6.4: The mandate that rebuilding targets must be met with a certain minimum probability, along with the requirement to utilize the most current stock assessments, may lead to marked changes to rebuilding plans based on new data and/or models as they become available. These adjustments can cause economic and social impacts, potentially both positive (e.g., rebuilding ahead of schedule and increases in allowable catch) and negative (e.g., rebuilding behind schedule and decreases in allowable catch). Although these adjustments may reflect best available science, they can influence the perceived credibility of the science among stakeholders.
6.5: The guidance on economic and social methods to use in the analysis of the alternative harvest control rules is consistent with best practices, but its implementation is variable across rebuilding plans and between RFMCs.
6.6: The treatment of uncertainty is not integrated across the ecological, economic, and social dimensions of rebuilding plans. Because of the challenges of addressing the many types of risk and uncertainty in fishery management, the cumulative risk tradeoffs are not well understood. Con-
sequently, it is not clear whether the appropriate level of precaution is being applied.
6.7: In considering different management alternatives for meeting rebuilding targets, the information provided to the RFMCs is most relevant for short-term economic impacts on the commercial and recreational fishing sectors and local communities. Although models may forecast socioeconomic outcomes over longer time periods, the simplifications and assumptions of these analyses limit their relevance to longer-term forecasting.
6.8: When evaluating socioeconomic outcomes of rebuilding plans, the RFMCs primarily focus on the economic impacts on commercial, recreational, and related fishing industries. The analysis of different management options rarely quantifies impacts on nonmarket ecosystem services or nonfishery benefits.
6.9: Retrospective reviews of the broader socioeconomic impacts of rebuilding plans are rare, at least partially because of limited data availability. These socioeconomic impacts include changes in the structure of the commercial fishing sector, economic returns, recreational values, fish processing industry, and culture of fishing in communities.

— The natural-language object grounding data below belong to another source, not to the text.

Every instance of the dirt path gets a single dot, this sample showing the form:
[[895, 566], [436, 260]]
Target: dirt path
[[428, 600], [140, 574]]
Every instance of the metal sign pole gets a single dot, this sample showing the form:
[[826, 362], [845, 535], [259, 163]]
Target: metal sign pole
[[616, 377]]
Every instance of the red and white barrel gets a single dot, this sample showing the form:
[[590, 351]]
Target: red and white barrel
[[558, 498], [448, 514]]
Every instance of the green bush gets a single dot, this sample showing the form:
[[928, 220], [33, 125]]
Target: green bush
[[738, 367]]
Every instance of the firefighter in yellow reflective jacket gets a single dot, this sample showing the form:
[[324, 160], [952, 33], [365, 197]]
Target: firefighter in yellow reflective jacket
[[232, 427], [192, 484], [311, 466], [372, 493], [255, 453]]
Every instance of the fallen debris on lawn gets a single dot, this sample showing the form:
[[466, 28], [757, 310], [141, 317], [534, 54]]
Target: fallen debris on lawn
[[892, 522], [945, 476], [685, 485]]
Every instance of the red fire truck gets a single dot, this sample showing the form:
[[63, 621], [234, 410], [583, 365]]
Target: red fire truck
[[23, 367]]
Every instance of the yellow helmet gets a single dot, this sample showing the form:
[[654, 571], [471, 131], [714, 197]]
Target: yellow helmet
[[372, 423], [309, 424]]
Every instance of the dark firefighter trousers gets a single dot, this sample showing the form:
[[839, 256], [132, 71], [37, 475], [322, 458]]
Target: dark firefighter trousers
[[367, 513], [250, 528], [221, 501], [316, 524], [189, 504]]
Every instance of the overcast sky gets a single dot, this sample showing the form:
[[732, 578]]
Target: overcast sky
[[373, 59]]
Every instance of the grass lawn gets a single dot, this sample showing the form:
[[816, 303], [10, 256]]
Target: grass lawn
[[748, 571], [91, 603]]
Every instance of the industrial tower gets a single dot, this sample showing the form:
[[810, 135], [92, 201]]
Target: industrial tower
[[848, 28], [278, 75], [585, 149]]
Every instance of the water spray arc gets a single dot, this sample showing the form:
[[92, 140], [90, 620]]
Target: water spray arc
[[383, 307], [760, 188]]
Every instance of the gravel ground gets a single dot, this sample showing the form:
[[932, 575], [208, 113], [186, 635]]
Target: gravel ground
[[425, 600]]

6.10: Methods exist and innovations are emerging in economic and social sciences approaches to characterize the breadth of economic and social impacts of rebuilding plans and the factors that contribute to the success of these plans, although they have not yet been broadly applied, tested, and refined to meet the information needs.
6.11: The nature of fisheries management can lead to situations that exacerbate the economic and social impacts of meeting rebuilding targets by institutionalizing the specialization of the fishing industry (including fishing fleets, processing, and related support businesses). These constraints reduce the ability of the fishermen and community to mitigate the costs associated with curtailing catches.